南千住駅東口自転車駐車場建設工事問題 荒川オンブズマンの会
 この記事は2004年夏,汚職による助役逮捕〜区長逮捕の時期,同サイトから消えた。

疑惑の入札で区民の利用料が2倍に!

 南千住駅東口自転車駐車場建設工事に関する開札経過調書には、多くの問題が含まれています。

 問題点を見いだすためには、まず荒川区の公共工事における入札の慣例を知らなければいけません。その慣例とは、次のようなことです。

  1. 工事にあたって、区に対し「質疑応答申請書」というものを提出して、工事内容を確認することがあります。荒川区では、なぜか、この申請書を提出した業者が必ず落札することになっていました。落札する業者しかこの申請書を提出しないという奇妙な「慣例」が続いてきています。
  2. 第1回入札が不調に終わった場合、第2回入札が行われるのですが、ほとんど第1回で最低価格を入れた業者が落札することになっています。第2回で思い切って低い価格を入れて落札しようとする業者は、存在しません。

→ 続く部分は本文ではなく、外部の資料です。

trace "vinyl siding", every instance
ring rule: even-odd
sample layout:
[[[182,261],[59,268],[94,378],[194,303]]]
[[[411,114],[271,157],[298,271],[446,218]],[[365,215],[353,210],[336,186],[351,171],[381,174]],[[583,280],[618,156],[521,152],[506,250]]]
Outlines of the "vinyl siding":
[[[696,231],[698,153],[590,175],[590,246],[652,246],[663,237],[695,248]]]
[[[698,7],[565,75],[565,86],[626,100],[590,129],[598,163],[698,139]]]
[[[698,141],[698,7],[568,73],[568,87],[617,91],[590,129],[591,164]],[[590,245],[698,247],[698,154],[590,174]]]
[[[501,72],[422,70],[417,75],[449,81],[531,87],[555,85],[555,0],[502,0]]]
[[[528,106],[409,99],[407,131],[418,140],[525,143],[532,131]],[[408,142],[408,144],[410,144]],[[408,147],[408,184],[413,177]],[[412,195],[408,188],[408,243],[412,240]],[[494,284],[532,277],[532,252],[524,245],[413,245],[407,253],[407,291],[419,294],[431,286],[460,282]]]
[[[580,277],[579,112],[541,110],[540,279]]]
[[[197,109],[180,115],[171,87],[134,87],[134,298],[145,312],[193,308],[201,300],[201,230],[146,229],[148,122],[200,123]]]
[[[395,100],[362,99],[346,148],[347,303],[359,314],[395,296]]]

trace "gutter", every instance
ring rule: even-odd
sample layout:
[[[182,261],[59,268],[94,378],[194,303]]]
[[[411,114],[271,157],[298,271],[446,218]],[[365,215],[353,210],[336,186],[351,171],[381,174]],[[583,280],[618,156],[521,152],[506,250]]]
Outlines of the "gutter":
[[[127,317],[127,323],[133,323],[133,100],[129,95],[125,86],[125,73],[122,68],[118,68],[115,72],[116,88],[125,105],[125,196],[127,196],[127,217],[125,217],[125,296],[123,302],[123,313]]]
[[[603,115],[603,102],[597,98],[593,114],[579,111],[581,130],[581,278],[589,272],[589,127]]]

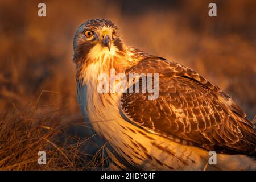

 以上のように、一般常識からすると「なんだか奇妙だな」と思われる慣例が、荒川区の公共工事での常識なのです。この常識をふまえて、開札調書をみてみると問題点が見えてきます。

  1. 第1回入札で、低い(安い)価格を入れた2業者が、第2回入札から締め出されています。これは、彼らの第1回入札価格が、入札予定価格と比べて、不当に低すぎる(安すぎる)価格であったことによります(地方自治法施行令167条違反)。
  2. 第1回では、安い方から4番目の価格を入札した企業体が第2回で落札しています。「慣例」では考えられないことです。
  3. 入札予定価格と落札価格の差は、わずか0.13%の誤差になっています。長野県で談合と認められた浅川ダム工事もかすむ、神業のような僅差です。
  4. 第1回から第2回へ、それぞれの企業が価格を下げていますが、4企業体のうち2社は760万円、残りの2社は1,200万円を値下げしています。偶然にしてはできすぎで、相談しなければできないことと思えます。

 この他にも、調書原本には表れていないものの、実はおかしなことがたくさんあります。

  1. 入札日時はもともと「平成13年6月6日」と告示されていましたが、実際に入札が行われていたのは「6月8日」でした。1企業体の都合が悪くなったため、と区は説明しますが、1企業体の事情だけで告示を変更してしまうのは、すでに1企業体への便宜供与で、公平な入札とはいえません。
  2. この駐輪場は、2,247平方メートルで、建設コストは坪単価、約60万円になっています。
    これは同等の建築物と比べても高額で、利用料倍額アップの原因となりました。
  3. 「質疑応答申請書」を申請したのは、従来の慣例では落札業者が出しているはずなのですが、この入札に限り、なんと第2回で失格させられた2業者だったのです。
    懸命に低い工事費に抑え、落札するつもりだった2業者は失格をどう受け止めたのでしょう。
  4. 入札予定価格は、363,479,000円。通常、1億円を超える大きな工事で、千円の単位まで細かく数字が入ることはありません。入札予定価格はいわば目安だからです。
    なぜ363,000,000円ではいけなかったのでしょうか?この金額だとめでたく落札価格とぴったりだったのに。
  5. この入札について、区が説明を行ったのは平成13年5月18日と19日だそうです。ところが19日は土曜日で区役所は休業日。不思議です。

 これほど巧妙なことが重なった入札により、高額な工事契約が行われました。区のやり方ひとつで、工事費が約9,000万円も節約でき、そうすれば、駐輪場の利用料もこれほど値上げせずにすんだでしょう。

 この事態に区議会議員は、開札経過調書の問題点を指摘できませんでした。一区民が見てもおかしいと思う事例を、区民の代表たちは、なぜ放置するのでしょうか。